As Meg introduced them Callie had to admit he was a likable guy, one of those people who instantly made you feel at ease.
“We really appreciate what you’re doing here,” he told them. “Without volunteers like you, our project would be nothing. I hope you’ll find it worth your while.” He motioned down the hall. “Shall we get started?”
“So what is this obstacle course like?” Callie asked as they walked.
“I’m afraid I can’t tell you,” Alex replied. “The experiment demands that all participants begin with the same level of . . .” He smiled at her sidelong. “Well, ignorance.”
“You mean we have to go in
to this blind?”
“More or less.”
Alarms went off in her head. Red lights flashed around images of experimenters hovering over her posterior and TV reporters aiming large-lensed cameras.
“I hope the obstacles aren’t tires and ropes,” said Meg, “because we’re hardly dressed—”
“Oh, we’ll provide appropriate apparel.”
“You mean it is tires and ropes?” Callie asked, aghast.
Alex laughed but wouldn’t commit either way.
He led them to an L-shaped room where three people waited in white plastic chairs lined against peach-colored walls. A picture window dressed with vertical blinds—thankfully closed against the morning sun—filled the left wall. Callie took care not to look at the window and concentrated on following Meg and Alex to the counter. There a boyish Asian in a gray-yoked tunic gave them clipboards with medical forms to fill out, after which they were called to the examination room at the back. Callie went first, leaving Meg in happy conversation with Alex.
The exam was decidedly unorthodox. Instead of using blood pressure cuffs, thermometers, and blood vials, the lab tech, a handsome, muscular youth named Angelo, pressed her hand against a jellylike plate and flipped a switch.
“This is pretty fancy equipment,” she exclaimed as the plate vibrated beneath her palm.
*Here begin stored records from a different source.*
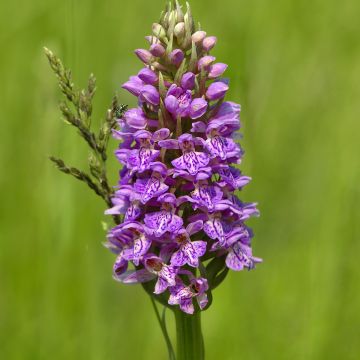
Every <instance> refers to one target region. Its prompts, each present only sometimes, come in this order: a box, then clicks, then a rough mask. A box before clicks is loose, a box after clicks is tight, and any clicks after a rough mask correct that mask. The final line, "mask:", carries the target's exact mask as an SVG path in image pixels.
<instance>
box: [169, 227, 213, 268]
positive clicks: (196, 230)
mask: <svg viewBox="0 0 360 360" xmlns="http://www.w3.org/2000/svg"><path fill="white" fill-rule="evenodd" d="M202 227H203V222H202V221H196V222H194V223H190V224H189V225H188V226H187V227H186V229H184V228H183V229H180V230H178V231H177V232H176V233H175V235H174V240H175V241H176V243H177V245H175V248H177V247H178V250H177V251H175V252H174V253H173V255H172V256H171V261H170V263H171V265H173V266H179V267H180V266H183V265H185V264H188V265H190V266H192V267H198V266H199V258H200V257H201V256H203V255H204V254H205V252H206V241H202V240H197V241H191V240H190V236H191V235H193V234H195V233H197V232H199V231H200V230H201V229H202Z"/></svg>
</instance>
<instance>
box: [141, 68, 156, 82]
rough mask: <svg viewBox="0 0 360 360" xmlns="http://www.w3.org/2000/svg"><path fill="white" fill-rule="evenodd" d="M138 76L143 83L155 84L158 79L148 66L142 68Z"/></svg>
mask: <svg viewBox="0 0 360 360" xmlns="http://www.w3.org/2000/svg"><path fill="white" fill-rule="evenodd" d="M138 78H139V79H140V80H142V81H143V82H144V83H145V84H150V85H155V84H156V82H157V81H158V79H159V78H158V76H157V74H156V73H155V72H154V71H152V70H151V69H149V68H143V69H141V70H140V71H139V73H138Z"/></svg>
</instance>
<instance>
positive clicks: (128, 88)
mask: <svg viewBox="0 0 360 360" xmlns="http://www.w3.org/2000/svg"><path fill="white" fill-rule="evenodd" d="M143 86H144V82H143V81H142V80H141V79H140V78H139V77H138V76H131V77H130V79H129V81H127V82H126V83H124V84H123V85H122V88H123V89H125V90H127V91H129V92H130V93H131V94H133V95H135V96H139V95H140V92H141V89H142V88H143Z"/></svg>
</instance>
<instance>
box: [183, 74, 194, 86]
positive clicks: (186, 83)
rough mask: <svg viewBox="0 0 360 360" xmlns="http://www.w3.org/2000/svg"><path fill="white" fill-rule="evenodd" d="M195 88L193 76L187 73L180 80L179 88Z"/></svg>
mask: <svg viewBox="0 0 360 360" xmlns="http://www.w3.org/2000/svg"><path fill="white" fill-rule="evenodd" d="M194 86H195V74H194V73H192V72H187V73H186V74H184V75H183V77H182V79H181V87H182V88H183V89H184V90H192V89H193V88H194Z"/></svg>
“Takes fingerprints, temperature, blood pressure, and blood chemistry all at the same time,” he boasted with a grin. “State of the art. Now please step up onto this disk.”
She complied, looking around curiously. “It must be a pretty physical obstacle course if you have to examine us first.”
“Just follow the instructions, and you’ll be fine. You need to put your jewelry and such in the bowl there.” He gestured to a steel receptacle sliding out of the wall. “Glasses, too.”
As Callie deposited watch, earrings, and glasses in the bowl, Angelo stepped into a cubicle across the room. Then a low hum sounded above her and a studded circular plate descended from the ceiling, stopping well above arm’s reach. She heard some clicks, and the hum changed pitch. Abruptly, ribbons of multicolored light swirled around her, the incongruous scent of warm taffy tickling her nostrils.